[Push] Advice on Fitness
Rud Merriam
k5rud at arrl.net
Fri May 7 11:41:28 EDT 2010
I suspected most of these points so made changes last night after re-reading
the articles on the web site. Especially helpful was the Robinson thesis
which went into a few more details on PushGP.
added mutation
added better control by percentage of reproduction strategy
removed purging just this morning after your comments
I just did a run with population of 1000, 40 generations with 80% crossover,
5% mutation, and 10% direct reproduction. Tournament size is 7. Fitness is
as described previously: -1000 no boolean, 10 for correct result, o bad
result. I excluded all the RAND instructions. Points maximum is 20.

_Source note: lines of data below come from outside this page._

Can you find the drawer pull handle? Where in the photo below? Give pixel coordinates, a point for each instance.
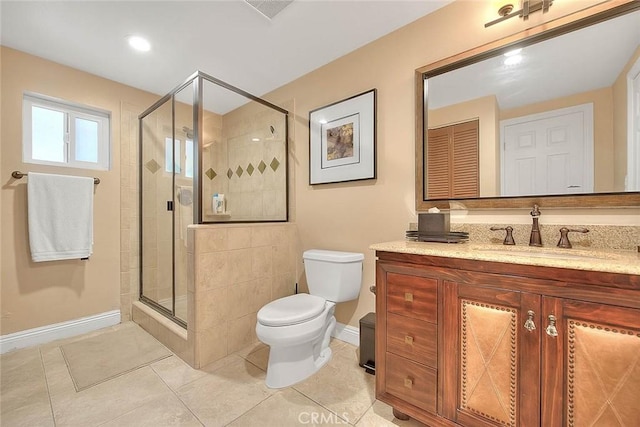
(529, 324)
(552, 331)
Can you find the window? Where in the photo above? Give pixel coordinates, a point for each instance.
(61, 133)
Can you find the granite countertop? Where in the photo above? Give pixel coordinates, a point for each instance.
(610, 261)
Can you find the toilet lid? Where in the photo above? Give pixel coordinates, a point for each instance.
(291, 310)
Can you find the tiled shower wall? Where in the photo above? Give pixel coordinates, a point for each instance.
(250, 174)
(237, 269)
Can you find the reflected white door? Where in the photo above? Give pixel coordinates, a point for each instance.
(633, 140)
(548, 153)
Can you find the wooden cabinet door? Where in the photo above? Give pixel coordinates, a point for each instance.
(591, 368)
(491, 364)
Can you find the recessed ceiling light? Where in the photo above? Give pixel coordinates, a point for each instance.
(139, 43)
(513, 60)
(512, 52)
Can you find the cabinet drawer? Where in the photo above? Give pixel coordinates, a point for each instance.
(411, 382)
(412, 296)
(414, 339)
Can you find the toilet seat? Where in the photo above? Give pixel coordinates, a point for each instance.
(291, 310)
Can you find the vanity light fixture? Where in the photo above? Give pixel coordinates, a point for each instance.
(139, 43)
(528, 7)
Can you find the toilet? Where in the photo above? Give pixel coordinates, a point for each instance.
(298, 327)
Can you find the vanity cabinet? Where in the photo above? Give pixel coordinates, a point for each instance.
(478, 343)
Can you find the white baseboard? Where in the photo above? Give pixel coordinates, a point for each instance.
(57, 331)
(347, 333)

A fitness of 100, which is 50% correct responses, takes over. Almost all the
programs have FALSE or TRUE in them to generate the response. The few that
don't do something like EXEC.= to generate a boolean.
I observed that there are a lot of duplicate programs generated after
reproduction. Is that usual? If not, I might have something wrong in
crossover not providing sufficient variation.

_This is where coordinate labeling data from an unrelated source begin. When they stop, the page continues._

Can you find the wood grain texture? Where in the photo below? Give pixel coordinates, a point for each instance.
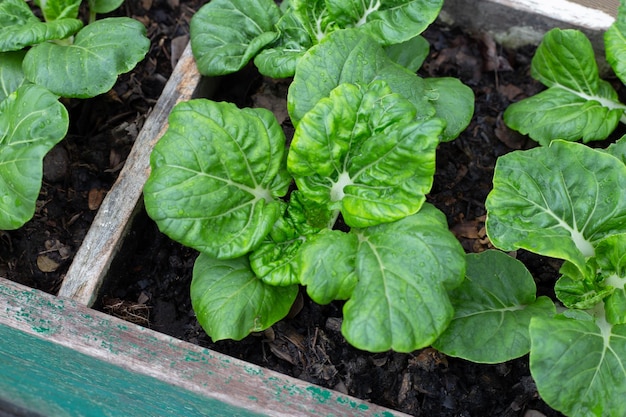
(112, 222)
(59, 355)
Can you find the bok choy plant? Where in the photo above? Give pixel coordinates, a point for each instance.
(564, 201)
(227, 34)
(41, 61)
(340, 210)
(577, 104)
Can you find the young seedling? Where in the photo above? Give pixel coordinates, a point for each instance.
(227, 34)
(355, 228)
(41, 61)
(577, 104)
(565, 201)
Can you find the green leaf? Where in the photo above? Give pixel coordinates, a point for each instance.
(405, 270)
(348, 56)
(275, 261)
(579, 291)
(16, 37)
(556, 201)
(388, 22)
(227, 34)
(104, 6)
(230, 302)
(611, 260)
(90, 66)
(362, 151)
(410, 54)
(618, 149)
(558, 113)
(215, 177)
(315, 18)
(492, 310)
(327, 265)
(615, 44)
(58, 9)
(11, 74)
(279, 59)
(453, 102)
(579, 366)
(15, 13)
(32, 121)
(577, 101)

What other simple test might I try instead of ODD?
- 73 -
Rud Merriam K5RUD
http://mysticlakesoftware.com/
> -----Original Message-----
> From: Lee Spector [mailto:lspector at hampshire.edu]
> Sent: Friday, May 07, 2010 9:12 AM
> To: k5rud at arrl.net
> Cc: push at lists.hampshire.edu
> Subject: Re: [Push] Advice on Fitness
>
>
>
> Hi Rud,
>
> The fitness function looks reasonable to me.
>
> I would probably not include BOOLEAN.RAND or the other RAND
> instructions for this problem, since you are presumably
> looking for a deterministic solution.
>
> Your "purging" step seems potentially problematic to me.
> Usually in GP parents are selected in a random but
> fitness-proportionate way, e.g. via tournaments of size 2-7,
> which will usually mean that poorly-performing individuals
> have a low but non-zero chance of being parents. Maybe that
> specific issue (that below-average guys can't be parents)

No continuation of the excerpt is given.